Right before it dies, plug it into a wall charger and let it charge while its STILL ON.

This should give it the memory data it needs.


----------



## NinjaTivo (Oct 24, 2011)

The Extended Battery is a Lithium Ion so it doesn't need calibration.

It works best while fully charged.

So just try to keep it charged.


----------



## harajyuks (Oct 3, 2011)

So one calibration per standard battery and i will be good... the calibration is ' programmed' to the battery?

Sent from my DROID BIONIC using Tapatalk


----------



## ddemlong (Aug 24, 2011)

There are battery calibration apps on the market that you should use after you flash a new ROM. It deletes the old battery data and lets your phone make a new .bin folder and data


----------



## harajyuks (Oct 3, 2011)

I guess my question is really about how the calibration is maintained for the battery that I calibrated after i remove it and install one of my other batterires


----------



## bigmook (Jun 6, 2011)

I don't think it does.I have this problem with my two Costco batteries

Sent from my DROID BIONIC using Tapatalk


----------



## NinjaTivo (Oct 24, 2011)

harajyuks said:


> I guess my question is really about how the calibration is maintained for the battery that I calibrated after i remove it and install one of my other batterires


If its a duplicate battery, then one calibration will stick as long as you don't do a full data wipe.

I wouldnt recommend switching back and forth between different kinds of batteries.


----------



## harajyuks (Oct 3, 2011)

NinjaTivo said:


> If its a duplicate battery, then one calibration will stick as long as you don't do a full data wipe.
> 
> I wouldnt recommend switching back and forth between different kinds of batteries.

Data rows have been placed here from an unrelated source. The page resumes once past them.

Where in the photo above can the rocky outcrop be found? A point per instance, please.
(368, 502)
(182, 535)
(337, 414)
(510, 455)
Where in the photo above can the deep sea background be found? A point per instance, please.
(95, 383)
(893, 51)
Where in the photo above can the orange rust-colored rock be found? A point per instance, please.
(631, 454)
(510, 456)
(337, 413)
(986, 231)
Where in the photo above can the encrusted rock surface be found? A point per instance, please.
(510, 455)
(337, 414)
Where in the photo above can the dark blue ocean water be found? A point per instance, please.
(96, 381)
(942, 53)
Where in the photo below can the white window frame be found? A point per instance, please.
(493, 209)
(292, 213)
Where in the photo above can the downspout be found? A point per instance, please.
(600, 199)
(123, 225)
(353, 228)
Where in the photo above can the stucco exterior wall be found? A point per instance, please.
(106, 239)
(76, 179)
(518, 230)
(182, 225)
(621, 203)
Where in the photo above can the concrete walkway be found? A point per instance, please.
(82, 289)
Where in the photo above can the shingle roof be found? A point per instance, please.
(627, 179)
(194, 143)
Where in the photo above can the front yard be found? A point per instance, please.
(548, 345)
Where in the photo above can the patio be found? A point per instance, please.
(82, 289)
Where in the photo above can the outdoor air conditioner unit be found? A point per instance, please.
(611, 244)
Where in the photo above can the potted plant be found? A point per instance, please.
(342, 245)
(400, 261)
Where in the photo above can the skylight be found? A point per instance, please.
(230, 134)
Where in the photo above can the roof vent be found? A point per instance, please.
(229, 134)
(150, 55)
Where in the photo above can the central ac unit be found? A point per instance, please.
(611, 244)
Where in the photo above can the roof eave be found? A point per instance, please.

All of my batteries are OEM, but do you mean between the standard and the extended? Good cause I like my Otterbox Case, I keep the extended battery in the car behind the 'Break in case of emergency' glass


----------



## NinjaTivo (Oct 24, 2011)

harajyuks said:


> All of my batteries are OEM, but do you mean between the standard and the extended? Good cause I like my Otterbox Case, I keep the extended battery in the car behind the 'Break in case of emergency' glass


I heard those otterbox cases care good for extended battery. Hook me up with a link to buy one?


----------



## harajyuks (Oct 3, 2011)

NinjaTivo said:


> I heard those otterbox cases care good for extended battery. Hook me up with a link to buy one?


... im not sure what you mean becasue the Otterbox case will only fit the extended battery with a SERIOUS mod- check it out
http://www.droidforums.net/forum/droid-bionic-accessories/171646-bionic-extended-battery-otterbox-dremel.html

Im not about paying $50 for a case and then taking a dremmel to it, but these guys have had some nice results... part of my emergency extended battery kit included the shell and holster case combo, which is the only case that I know of that fits the extended battery...

as far as pricing on he Otterbox case for use with the standard battery everything i have seen- on ebay, etc- is still around the $40 dollar mark. I choose to buy it from VZW however because there is an issue with the clip breaking, e.g. the OB beltclip has the ability to double as a kickstand for the phone, but the mechanism that serves as the tension point for the clip is a very skinny piece of plastic taht i have personally snapped more than once... buying it at full retail from VZW ensures me that everytime I break it I can just exchange it with no problems- which I can confirm that I have done... twice. Yeah I go hard


----------



## NinjaTivo (Oct 24, 2011)

harajyuks said:


> ... im not sure what you mean becasue the Otterbox case will only fit the extended battery with a SERIOUS mod- check it out
> http://www.droidforu...box-dremel.html
> 
> Im not about paying $50 for a case and then taking a dremmel to it, but these guys have had some nice results... part of my emergency extended battery kit included the shell and holster case combo, which is the only case that I know of that fits the extended battery...
> ...


Hmm...i see a lot of people saying that case looks great.

But in my opinion...its not much better than the cover that comes with the extended battery...


----------



## harajyuks (Oct 3, 2011)

NinjaTivo said:


> Hmm...i see a lot of people saying that case looks great.
> 
> But in my opinion...its not much better than the cover that comes with the extended battery...


FYI- the otterbox is THE MOST RUGGED CASE you will buy for the bionic...a flawless gem, as a matter of fact, I enjoy throwing my phone around just because I know its in a tank of a case, nothing can compare- I stopped using my extended battery to use this case


----------